Authors
Olga Andreevskikh1; 1 Tampere University, FinlandDiscussion
While in contemporary Russia LGBTQ people are often deprived of the right to be publicly open about their sexuality, they nevertheless have some opportunities to express their sexual and gender identity. For example, the fluid and elusive term 'kvir' borrowed from the English 'queer' tends to be used as a means of empowerment, a new way for non-heteronormative people to create narratives of their existence without attempting a risky act of coming-out and without labelling themselves in western categories of 'gay,' 'lesbian,' 'bisexual' or 'transgender'. However, the fluidity and elusiveness of the term sometimes results in the reinforcement of the 'westernised' and 'colonialist' approaches to gender and sexuality among Russian LGBTQ communities.
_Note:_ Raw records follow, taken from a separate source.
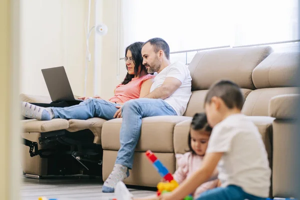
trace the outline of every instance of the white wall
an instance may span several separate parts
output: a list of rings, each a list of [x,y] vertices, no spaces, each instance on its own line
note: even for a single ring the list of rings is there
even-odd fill
[[[40,70],[64,66],[73,92],[82,95],[88,1],[20,2],[20,92],[48,95]]]
[[[108,30],[104,36],[95,36],[93,30],[90,37],[92,60],[88,64],[86,90],[89,96],[98,94],[108,99],[126,73],[124,61],[118,60],[124,55],[123,50],[122,54],[118,54],[118,0],[92,0],[90,28],[104,22]],[[88,4],[88,0],[21,0],[21,93],[48,96],[40,70],[64,66],[74,94],[84,94],[84,23]]]

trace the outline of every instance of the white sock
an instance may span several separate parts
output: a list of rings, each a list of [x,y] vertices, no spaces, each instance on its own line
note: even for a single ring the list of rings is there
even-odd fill
[[[128,178],[128,176],[129,171],[126,166],[122,164],[114,164],[112,172],[108,176],[108,178],[103,184],[104,187],[102,187],[102,190],[104,188],[105,189],[106,187],[114,188],[116,184],[118,182],[122,182],[125,178]]]
[[[54,118],[54,112],[51,108],[40,107],[27,102],[22,102],[22,114],[38,120],[50,120]]]

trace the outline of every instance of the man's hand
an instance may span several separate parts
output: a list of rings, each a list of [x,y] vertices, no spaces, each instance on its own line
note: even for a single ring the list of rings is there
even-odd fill
[[[116,108],[119,108],[114,115],[114,118],[120,118],[122,117],[122,106],[116,106]]]

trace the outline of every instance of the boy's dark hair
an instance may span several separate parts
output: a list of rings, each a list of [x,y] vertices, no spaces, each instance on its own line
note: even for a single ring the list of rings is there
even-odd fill
[[[208,122],[208,119],[206,118],[206,114],[204,112],[202,113],[196,113],[192,120],[190,124],[190,128],[195,130],[203,130],[204,132],[208,132],[210,133],[212,132],[212,128],[210,126]],[[189,151],[192,152],[192,154],[196,154],[196,152],[192,148],[191,144],[191,138],[190,138],[190,130],[188,133],[188,148],[190,148]]]
[[[145,42],[142,46],[148,42],[154,46],[154,52],[157,53],[159,50],[162,50],[166,59],[170,60],[170,48],[166,41],[160,38],[154,38]]]
[[[213,96],[220,98],[229,108],[236,108],[240,110],[242,108],[244,98],[240,88],[230,80],[222,80],[210,88],[205,98],[205,104],[210,104]]]

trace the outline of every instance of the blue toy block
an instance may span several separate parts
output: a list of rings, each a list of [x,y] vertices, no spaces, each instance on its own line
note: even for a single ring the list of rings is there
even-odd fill
[[[164,166],[160,160],[156,160],[153,163],[153,165],[156,168],[160,176],[164,178],[168,173],[168,170]]]

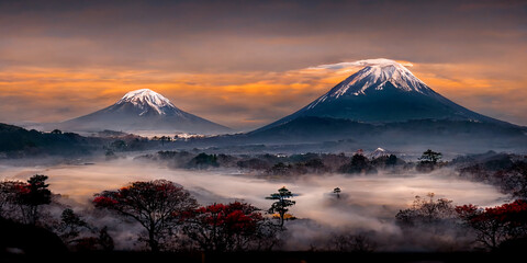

The proposed paper explores the construction of 'kvir', as queer and queerness, in contemporary Russian LGBT and queer online media: news and entertainment websites; podcasts; activist and non-activist channels on Instagram, Telegram, and YouTube. Applying an intersectionality approach, I investigate how the appropriation of the western categories of queer and queerness by Russian LGBTQ media producers and prosumers initiates and promotes discourses of decolonisation and self-colonisation. Through a critical discourse analysis of selected media texts, I demonstrate how Russian media discourses on 'kvir' serve as a space where categories of class, age, gender, sexuality, race, and ethnicity intersect.